On Sun, Mar 29, 2009 at 11:34 AM, Peter Jeremy
<peterjer...@optushome.com.au> wrote:
> On 2009-Mar-28 14:53:46 -0700, Ondrej Certik <ond...@certik.cz> wrote:
>>I am trying to figure out the best way to automatically determine the
>>number of processors and used that information to speed up Sage build.
>
> Note that this should be able to be over-ridden by the operator -
> just because a system has (say) 8 cores available doesn't mean that
> the sage build should use them all.

Yes, exactly. I am still thinking of the best way to do that. I think
the default should be to just use one processor, but it should be easy
to tell it to use all processors, or just certain amount of them.

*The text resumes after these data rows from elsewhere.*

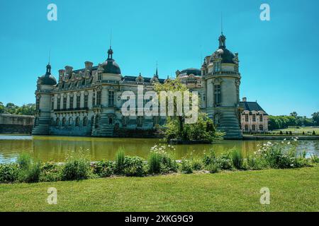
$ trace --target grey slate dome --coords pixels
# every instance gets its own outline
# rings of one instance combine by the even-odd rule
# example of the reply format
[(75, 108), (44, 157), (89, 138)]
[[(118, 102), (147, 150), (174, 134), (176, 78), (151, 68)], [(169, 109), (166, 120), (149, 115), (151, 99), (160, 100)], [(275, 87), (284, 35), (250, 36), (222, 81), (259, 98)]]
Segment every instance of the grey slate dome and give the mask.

I think I will just add more targets to the makefile in the top
directory, e.g. something like

make   # use 1 processor
make parallel # use all processors
JOBS=3 make  # use 3 processors



>
>>If Python is not available, then I can use this simple C program:
>>
>>http://github.com/certik/sysconf/blob/master/ncpus.c
>>
>>but I suspect this will not work on Mac or Windows.
>
> sysconf() is part of POSIX so it should work in any POSIX environment.
> Microsoft made a big claim about Windows being POSIX compliant so it
> should work there - but may need to link against special libraries.
> It should work on OS-X (though I can't test it).
>
>>2) try: cat /proc/cpuinfo | grep processor | wc -l
>
> That is far less portable than sysconf() because it _only_ works
> on Linux, whereas sysconf() should work on nearly all Unix systems
> (and some others).

Yes, indeed, I found out that sysconf() does work on Mac. So that's awesome.